« Les politiques migratoires actuelles ne sont pas rationnelles, elles sont juste électoralistes »

PAR RACHEL KNAEBEL 24 OCTOBRE « 2018 »

Le gouvernement italien multiplie les mesures xénophobes, visant les migrants et leurs soutiens. Dans les îles grecques et italiennes, les conditions de vie des personnes en exil, entassées dans des camps, sont épouvantables. La France rechigne à accueillir des migrants naufragés. La Méditerranée est-elle donc devenue une zone de non-droit ? Pourquoi l’Europe a-t-elle transformé sa frontière Sud en cimetière marin ? D’autres politiques sont-elles possibles, alors qu’il n’y a pas si longtemps, l’Europe était encore accessible sans visa ? Un groupe de chercheurs répond à ces questions dans l’ouvrage Méditerranée : des frontières à la dérive, qui vient de paraître aux éditions du Passager Clandestin. Entretien avec la géographe et sociologue Camille Schmoll.

Basta ! : La Méditerranée est devenue une « zone frontière », écrivez-vous dans l’ouvrage Méditerranée : des frontières à la dérive ? Comment et quand cela est-il arrivé ?

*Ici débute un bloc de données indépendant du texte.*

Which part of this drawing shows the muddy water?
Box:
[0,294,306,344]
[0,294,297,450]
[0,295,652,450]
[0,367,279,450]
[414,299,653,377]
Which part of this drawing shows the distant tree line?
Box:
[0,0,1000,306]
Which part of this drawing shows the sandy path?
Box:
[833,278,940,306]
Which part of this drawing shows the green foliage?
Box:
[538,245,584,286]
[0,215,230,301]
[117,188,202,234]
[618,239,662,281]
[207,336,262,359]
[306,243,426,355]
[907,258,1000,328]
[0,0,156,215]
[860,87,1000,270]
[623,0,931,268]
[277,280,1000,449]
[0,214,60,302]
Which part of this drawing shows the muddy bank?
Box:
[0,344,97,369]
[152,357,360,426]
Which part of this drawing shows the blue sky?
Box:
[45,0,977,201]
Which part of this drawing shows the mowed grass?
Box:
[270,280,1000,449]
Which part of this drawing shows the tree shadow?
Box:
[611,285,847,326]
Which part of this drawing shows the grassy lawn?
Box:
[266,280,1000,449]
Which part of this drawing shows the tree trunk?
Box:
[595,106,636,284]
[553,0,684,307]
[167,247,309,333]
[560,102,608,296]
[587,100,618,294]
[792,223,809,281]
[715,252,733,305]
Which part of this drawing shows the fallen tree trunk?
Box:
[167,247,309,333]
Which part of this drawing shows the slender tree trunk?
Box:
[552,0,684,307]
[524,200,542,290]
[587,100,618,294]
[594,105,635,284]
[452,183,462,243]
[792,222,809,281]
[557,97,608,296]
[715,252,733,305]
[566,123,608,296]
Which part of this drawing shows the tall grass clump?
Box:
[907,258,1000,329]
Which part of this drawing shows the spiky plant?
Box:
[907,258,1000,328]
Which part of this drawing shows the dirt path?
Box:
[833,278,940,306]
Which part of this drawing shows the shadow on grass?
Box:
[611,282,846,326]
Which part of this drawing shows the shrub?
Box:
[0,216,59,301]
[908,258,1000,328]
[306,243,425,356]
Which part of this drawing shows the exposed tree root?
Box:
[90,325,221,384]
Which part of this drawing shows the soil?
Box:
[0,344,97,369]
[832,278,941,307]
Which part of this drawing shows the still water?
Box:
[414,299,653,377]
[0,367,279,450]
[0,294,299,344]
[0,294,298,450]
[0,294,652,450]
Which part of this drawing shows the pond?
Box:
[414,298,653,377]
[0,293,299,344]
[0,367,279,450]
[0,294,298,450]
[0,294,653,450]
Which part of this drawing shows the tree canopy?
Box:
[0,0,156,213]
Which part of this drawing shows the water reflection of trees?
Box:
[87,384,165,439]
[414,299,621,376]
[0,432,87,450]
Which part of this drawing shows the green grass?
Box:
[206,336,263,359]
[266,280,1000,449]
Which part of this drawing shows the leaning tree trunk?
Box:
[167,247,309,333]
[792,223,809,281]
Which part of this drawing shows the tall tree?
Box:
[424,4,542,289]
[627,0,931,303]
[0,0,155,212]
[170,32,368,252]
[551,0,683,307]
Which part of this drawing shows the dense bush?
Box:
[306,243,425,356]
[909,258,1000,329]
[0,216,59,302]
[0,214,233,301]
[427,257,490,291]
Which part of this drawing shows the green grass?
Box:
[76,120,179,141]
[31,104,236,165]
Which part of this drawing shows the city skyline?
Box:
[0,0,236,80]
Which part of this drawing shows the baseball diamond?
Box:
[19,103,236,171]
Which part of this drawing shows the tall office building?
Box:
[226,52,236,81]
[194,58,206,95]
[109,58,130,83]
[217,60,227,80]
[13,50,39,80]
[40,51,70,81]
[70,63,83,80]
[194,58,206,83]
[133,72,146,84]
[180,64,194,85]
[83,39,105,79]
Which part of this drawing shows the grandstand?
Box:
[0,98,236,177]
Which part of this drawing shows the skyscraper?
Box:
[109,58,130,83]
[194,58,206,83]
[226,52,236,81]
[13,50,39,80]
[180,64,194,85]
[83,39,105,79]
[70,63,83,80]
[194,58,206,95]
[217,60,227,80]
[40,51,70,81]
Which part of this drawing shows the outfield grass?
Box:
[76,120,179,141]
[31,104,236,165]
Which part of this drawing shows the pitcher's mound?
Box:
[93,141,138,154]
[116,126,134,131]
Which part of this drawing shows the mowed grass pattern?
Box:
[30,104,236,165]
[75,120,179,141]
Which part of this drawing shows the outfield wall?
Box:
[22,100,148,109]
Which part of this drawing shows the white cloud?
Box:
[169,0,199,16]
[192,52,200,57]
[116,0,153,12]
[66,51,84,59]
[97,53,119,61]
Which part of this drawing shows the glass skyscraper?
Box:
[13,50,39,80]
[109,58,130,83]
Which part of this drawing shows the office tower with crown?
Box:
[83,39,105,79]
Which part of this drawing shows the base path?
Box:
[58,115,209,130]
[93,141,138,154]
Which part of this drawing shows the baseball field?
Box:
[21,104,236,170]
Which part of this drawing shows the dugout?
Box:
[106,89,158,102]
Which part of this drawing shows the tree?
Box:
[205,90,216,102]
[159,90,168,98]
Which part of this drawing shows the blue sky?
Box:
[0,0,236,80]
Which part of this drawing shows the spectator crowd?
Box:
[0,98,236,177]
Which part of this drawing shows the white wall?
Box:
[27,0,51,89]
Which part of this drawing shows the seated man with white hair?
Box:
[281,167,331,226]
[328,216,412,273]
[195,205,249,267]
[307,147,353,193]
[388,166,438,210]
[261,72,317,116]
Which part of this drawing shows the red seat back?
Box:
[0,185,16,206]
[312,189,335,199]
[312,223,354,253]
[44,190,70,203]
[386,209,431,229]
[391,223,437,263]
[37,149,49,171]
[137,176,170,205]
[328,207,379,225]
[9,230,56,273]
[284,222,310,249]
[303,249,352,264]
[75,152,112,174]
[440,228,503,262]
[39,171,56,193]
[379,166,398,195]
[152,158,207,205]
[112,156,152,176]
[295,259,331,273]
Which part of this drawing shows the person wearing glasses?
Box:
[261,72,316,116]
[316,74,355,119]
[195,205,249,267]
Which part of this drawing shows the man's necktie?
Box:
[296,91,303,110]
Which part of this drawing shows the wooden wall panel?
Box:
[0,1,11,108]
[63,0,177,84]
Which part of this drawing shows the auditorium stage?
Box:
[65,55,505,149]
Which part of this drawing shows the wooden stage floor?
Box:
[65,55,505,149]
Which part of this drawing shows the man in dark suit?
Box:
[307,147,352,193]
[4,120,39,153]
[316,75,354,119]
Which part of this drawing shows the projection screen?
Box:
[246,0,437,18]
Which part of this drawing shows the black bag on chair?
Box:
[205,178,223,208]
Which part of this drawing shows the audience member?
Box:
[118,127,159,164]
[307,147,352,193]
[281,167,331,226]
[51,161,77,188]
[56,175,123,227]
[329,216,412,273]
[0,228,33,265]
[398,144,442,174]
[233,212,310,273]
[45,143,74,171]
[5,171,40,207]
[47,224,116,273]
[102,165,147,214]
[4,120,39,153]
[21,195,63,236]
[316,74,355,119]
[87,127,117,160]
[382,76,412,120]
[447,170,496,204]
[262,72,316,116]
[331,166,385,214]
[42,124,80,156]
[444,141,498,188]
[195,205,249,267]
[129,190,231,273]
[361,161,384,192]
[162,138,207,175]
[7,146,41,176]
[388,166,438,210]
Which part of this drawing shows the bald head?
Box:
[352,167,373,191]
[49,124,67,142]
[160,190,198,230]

Camille Schmoll [1]. La Méditerranée est une zone frontière depuis longtemps. C’est avec la formation d’un espace de libre circulation européen, l’espace Schengen, que la frontière extérieure de l’Union européenne s’est renforcée. Dès les années 1990, avec l’entrée progressive d’un certain nombre d’États dans Schengen, se renforcent à la fois la frontière orientale de l’Union européenne, qui va se déplacer au fur et à mesure de l’inclusion des pays d’Europe centrale et orientale, et la frontière sud, qui est la mer.

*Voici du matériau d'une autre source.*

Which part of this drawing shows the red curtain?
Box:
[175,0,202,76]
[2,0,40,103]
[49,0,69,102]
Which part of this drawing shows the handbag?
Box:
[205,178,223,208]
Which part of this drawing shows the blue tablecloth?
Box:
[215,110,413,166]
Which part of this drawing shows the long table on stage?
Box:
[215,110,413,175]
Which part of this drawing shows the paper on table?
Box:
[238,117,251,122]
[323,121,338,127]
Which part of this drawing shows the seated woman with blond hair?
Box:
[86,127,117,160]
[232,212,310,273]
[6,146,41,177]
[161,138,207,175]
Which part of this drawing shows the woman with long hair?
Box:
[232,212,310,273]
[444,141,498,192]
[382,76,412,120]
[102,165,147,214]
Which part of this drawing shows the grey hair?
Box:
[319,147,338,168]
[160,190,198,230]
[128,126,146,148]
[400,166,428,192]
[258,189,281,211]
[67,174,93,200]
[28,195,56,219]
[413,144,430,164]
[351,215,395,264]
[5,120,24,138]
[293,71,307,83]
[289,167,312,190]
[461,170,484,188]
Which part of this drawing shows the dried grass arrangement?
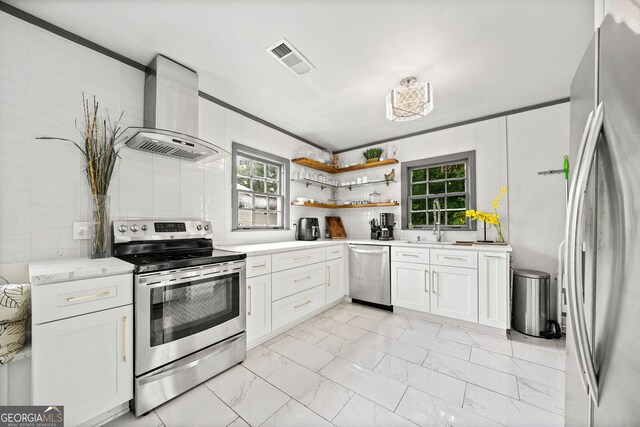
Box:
[37,92,124,258]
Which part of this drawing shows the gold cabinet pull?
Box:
[122,316,129,363]
[67,291,111,302]
[293,299,311,308]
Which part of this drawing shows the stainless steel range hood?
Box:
[125,55,229,162]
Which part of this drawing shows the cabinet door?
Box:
[32,305,133,426]
[431,265,478,322]
[391,262,429,313]
[326,259,345,304]
[478,252,509,329]
[246,274,271,346]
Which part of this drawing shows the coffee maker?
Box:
[294,218,320,240]
[369,213,396,240]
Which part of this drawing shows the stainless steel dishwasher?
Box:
[349,245,391,309]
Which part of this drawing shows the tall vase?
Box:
[90,194,110,258]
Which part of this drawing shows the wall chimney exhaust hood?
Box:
[125,55,229,162]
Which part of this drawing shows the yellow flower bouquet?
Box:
[464,187,507,243]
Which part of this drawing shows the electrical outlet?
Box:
[73,222,91,240]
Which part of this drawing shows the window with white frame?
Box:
[402,151,475,230]
[232,142,289,230]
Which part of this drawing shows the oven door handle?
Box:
[138,266,244,289]
[140,334,244,384]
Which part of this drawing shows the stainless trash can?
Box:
[512,270,551,337]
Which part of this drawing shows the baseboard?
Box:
[393,306,509,338]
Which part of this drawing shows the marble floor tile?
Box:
[423,351,520,399]
[266,363,353,420]
[438,325,512,356]
[333,394,415,427]
[103,411,164,427]
[511,341,565,371]
[398,330,471,360]
[358,332,429,365]
[227,417,251,427]
[269,336,333,371]
[347,316,404,339]
[286,319,329,344]
[470,348,564,388]
[314,318,367,341]
[320,307,357,323]
[463,384,564,427]
[242,345,290,378]
[155,384,238,427]
[396,387,500,427]
[261,400,331,427]
[320,357,407,411]
[375,355,466,406]
[381,313,442,337]
[342,303,391,321]
[518,378,564,415]
[205,365,290,426]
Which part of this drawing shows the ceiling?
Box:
[5,0,593,150]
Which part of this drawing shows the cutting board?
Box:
[324,216,347,239]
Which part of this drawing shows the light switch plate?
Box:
[73,222,91,240]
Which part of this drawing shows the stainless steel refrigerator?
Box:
[563,5,640,426]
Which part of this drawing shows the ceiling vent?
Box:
[267,39,316,77]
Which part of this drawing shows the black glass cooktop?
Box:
[116,249,247,273]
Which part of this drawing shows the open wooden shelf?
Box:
[291,157,398,174]
[291,202,400,209]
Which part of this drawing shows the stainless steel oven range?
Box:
[112,220,246,416]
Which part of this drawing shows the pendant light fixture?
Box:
[387,77,433,122]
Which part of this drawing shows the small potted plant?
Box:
[362,148,382,163]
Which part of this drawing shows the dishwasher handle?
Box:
[351,248,387,254]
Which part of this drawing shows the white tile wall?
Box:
[0,13,331,264]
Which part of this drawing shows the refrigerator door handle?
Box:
[562,111,594,393]
[567,102,604,406]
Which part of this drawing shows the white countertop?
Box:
[216,239,513,256]
[29,257,133,285]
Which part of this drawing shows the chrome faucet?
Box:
[433,199,444,243]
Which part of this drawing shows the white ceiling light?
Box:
[387,77,433,122]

Concrètement, l’Union européenne a progressivement fait pression sur les États du sud de l’Europe pour qu’ils instituent d’abord des visas. Rappelons que l’Italie a institué des visas d’entrée sur son territoire pour les ressortissants des pays non européens dans les années 1980 seulement ! C’est comme cela qu’on commence à filtrer les entrées. Au cours des années 1980 et 1990, les pays d’Europe du sud deviennent tout de même des pays d’entrée, des pays d’installation où les gens vont venir avec des visas et vont souvent rester, s’installer, être régularisés par la suite. Petit à petit, l’Union européenne va freiner ces opérations de régularisation. On se dirige vers une politique, si ce n’est répressive, en tous cas dissuasive pour les migrants. Et, comme on ne peut plus entrer avec un visa, on arrive par la mer, cette politique s’accompagne d’un renforcement de la frontière maritime. La création de l’agence Frontex en 2005, chargée de renforcer la surveillance des frontières, est une étape très importante.

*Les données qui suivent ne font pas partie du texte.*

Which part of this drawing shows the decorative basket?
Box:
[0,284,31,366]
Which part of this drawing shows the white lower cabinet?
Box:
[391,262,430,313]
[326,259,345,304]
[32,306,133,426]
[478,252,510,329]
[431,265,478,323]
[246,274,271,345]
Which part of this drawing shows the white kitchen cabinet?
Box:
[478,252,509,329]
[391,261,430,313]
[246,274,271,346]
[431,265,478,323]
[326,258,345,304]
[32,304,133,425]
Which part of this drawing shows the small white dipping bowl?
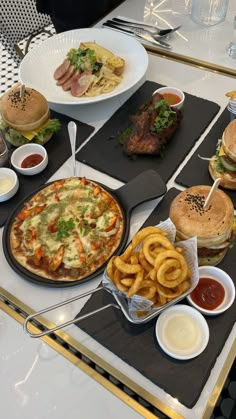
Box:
[156,304,209,360]
[11,143,48,176]
[0,167,19,202]
[187,266,235,316]
[152,86,185,109]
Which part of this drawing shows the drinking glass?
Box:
[191,0,229,26]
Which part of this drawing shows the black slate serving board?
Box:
[176,108,236,208]
[0,110,94,227]
[76,81,219,183]
[77,188,236,408]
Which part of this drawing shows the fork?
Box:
[107,17,182,36]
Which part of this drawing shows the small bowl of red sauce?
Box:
[187,266,235,316]
[11,143,48,176]
[153,86,185,109]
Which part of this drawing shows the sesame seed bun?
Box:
[169,185,234,265]
[0,84,49,131]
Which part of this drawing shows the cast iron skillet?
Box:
[2,170,166,288]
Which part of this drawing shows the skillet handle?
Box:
[116,170,167,212]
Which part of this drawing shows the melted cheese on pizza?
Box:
[11,178,123,280]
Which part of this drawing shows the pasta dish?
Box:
[54,42,125,97]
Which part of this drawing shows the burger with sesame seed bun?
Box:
[0,83,60,147]
[169,185,234,266]
[208,119,236,190]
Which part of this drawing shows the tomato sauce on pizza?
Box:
[10,177,124,281]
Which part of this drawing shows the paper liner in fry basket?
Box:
[102,218,199,321]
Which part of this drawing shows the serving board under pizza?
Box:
[176,108,236,208]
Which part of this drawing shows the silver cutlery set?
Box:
[103,18,181,49]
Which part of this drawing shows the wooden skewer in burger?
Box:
[0,83,61,147]
[209,119,236,190]
[169,185,234,266]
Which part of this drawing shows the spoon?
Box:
[68,121,77,176]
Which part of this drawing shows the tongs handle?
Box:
[23,286,120,338]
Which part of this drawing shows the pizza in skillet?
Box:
[10,177,124,281]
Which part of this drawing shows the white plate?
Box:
[19,28,148,105]
[156,304,209,360]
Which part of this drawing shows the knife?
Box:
[103,22,172,49]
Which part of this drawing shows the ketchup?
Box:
[191,278,225,310]
[161,93,181,105]
[21,154,43,169]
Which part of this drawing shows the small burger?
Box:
[170,185,234,266]
[209,119,236,189]
[0,84,60,147]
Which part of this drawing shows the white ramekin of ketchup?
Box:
[187,266,235,316]
[11,143,48,176]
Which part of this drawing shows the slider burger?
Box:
[169,185,234,266]
[209,119,236,189]
[0,84,60,147]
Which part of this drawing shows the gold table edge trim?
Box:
[0,287,236,419]
[146,44,236,77]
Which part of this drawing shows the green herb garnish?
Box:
[119,126,133,145]
[56,218,75,240]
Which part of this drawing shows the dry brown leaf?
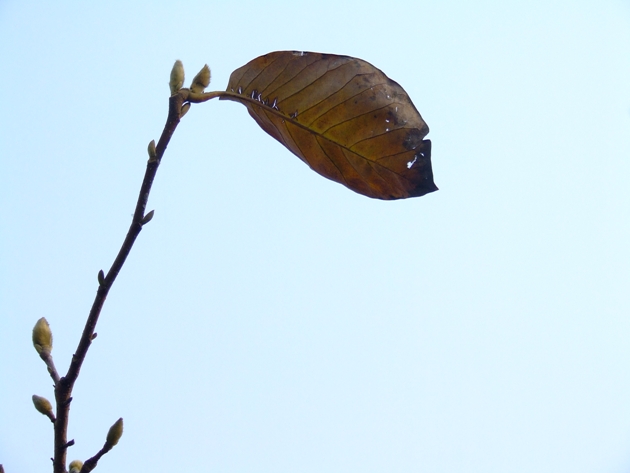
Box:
[220,51,437,199]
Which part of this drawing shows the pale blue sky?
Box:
[0,0,630,473]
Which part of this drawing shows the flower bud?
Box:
[168,59,184,95]
[190,64,210,93]
[179,102,190,118]
[68,460,83,473]
[33,394,53,417]
[105,417,123,448]
[33,317,52,356]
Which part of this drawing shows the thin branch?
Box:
[51,89,190,473]
[39,352,59,385]
[81,442,113,473]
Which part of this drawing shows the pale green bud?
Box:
[168,59,184,95]
[33,317,52,356]
[105,417,123,448]
[33,394,53,417]
[179,102,190,118]
[68,460,83,473]
[190,64,210,93]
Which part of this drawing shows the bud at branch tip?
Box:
[190,64,210,93]
[68,460,83,473]
[105,417,123,448]
[168,59,184,95]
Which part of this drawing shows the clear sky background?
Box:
[0,0,630,473]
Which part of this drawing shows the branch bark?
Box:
[47,89,190,473]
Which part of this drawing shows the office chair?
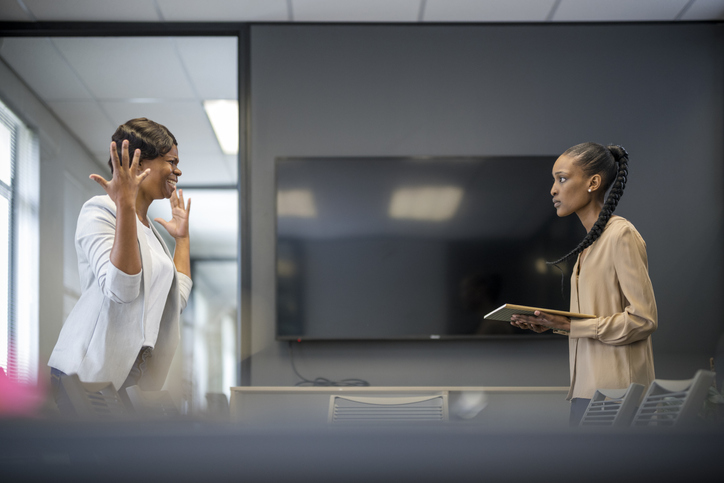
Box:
[632,370,715,426]
[579,383,644,427]
[328,392,448,423]
[60,374,128,420]
[206,392,230,421]
[126,386,181,419]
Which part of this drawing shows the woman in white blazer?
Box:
[48,118,192,414]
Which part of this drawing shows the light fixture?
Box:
[389,186,463,221]
[204,99,239,154]
[277,189,317,218]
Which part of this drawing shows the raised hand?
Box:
[90,140,151,207]
[154,189,191,240]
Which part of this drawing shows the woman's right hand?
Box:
[90,140,150,209]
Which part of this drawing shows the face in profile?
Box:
[139,145,181,200]
[551,154,591,217]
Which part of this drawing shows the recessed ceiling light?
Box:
[277,190,317,218]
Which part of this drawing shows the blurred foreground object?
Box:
[0,367,44,417]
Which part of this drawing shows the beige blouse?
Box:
[567,216,658,399]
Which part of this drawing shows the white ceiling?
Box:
[0,0,724,264]
[0,0,724,22]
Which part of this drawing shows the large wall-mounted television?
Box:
[275,156,585,341]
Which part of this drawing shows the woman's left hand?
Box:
[510,310,571,332]
[153,189,191,240]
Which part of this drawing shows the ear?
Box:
[588,174,602,192]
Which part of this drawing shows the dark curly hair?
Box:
[546,143,628,265]
[108,117,178,174]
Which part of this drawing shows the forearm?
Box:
[571,307,658,345]
[173,237,191,278]
[110,203,142,275]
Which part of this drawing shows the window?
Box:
[0,102,40,383]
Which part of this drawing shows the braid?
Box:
[546,143,628,265]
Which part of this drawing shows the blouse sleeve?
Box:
[570,227,658,345]
[176,272,194,312]
[76,199,143,304]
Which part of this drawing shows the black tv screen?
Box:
[276,156,585,340]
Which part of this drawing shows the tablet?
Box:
[483,304,596,322]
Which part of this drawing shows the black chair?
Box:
[632,370,715,427]
[579,383,644,427]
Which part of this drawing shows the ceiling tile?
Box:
[23,0,161,22]
[681,0,724,20]
[0,0,33,22]
[156,0,289,22]
[54,37,195,100]
[423,0,555,22]
[292,0,420,22]
[552,0,689,22]
[48,101,118,157]
[176,37,238,100]
[0,38,92,101]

Cette évolution a également généré un appareil de contrôle et de militarisation des frontières...
Oui, tout un dispositif de surveillance et de contrôle. La frontière entre le Maroc et l’Espagne – le détroit de Gibraltar – va devenir le lieu d’expérimentation de ce dispositif. C’est ici qu’on ferme une première route dans les années 2000, qui revient aujourd’hui sur le devant de la scène parce que les efforts contre les arrivées s’exercent en priorité sur la route du canal de Sicile. C’est l’histoire des flux en Méditerranée : quand on ferme une route, une autre s’ouvre, ou se rouvre, et les itinéraires ne cessent ainsi de se redéployer. La fermeture de la frontière à Gibraltar a donné naissance à une des premières grandes crises humanitaires en Méditerranée, la crise des cayucos – du nom donné aux embarcations des migrants – en 2006, lorsque des milliers de personnes ont alors commencé à traverser vers les Canaries.

Vous notez aussi le rôle de la pression européenne exercée sur la Libye, les États du Maghreb, pour qu’eux aussi durcissent leur législation migratoire…

Aujourd’hui, l’Europe a déplacé la pression en amont des routes. C’est l’externalisation du contrôle. On fait pression sur ce qu’on appelle les « pays tiers », pour qu’ils exercent eux-mêmes le contrôle de nos frontières. D’ailleurs, la coopération avec la Libye, de ce point de vue, remplit ses objectifs, puisque l’on constate une chute drastique des passages cette année dans le canal de Sicile : 21 000 passages contre environ 100 000 l’année dernière [2].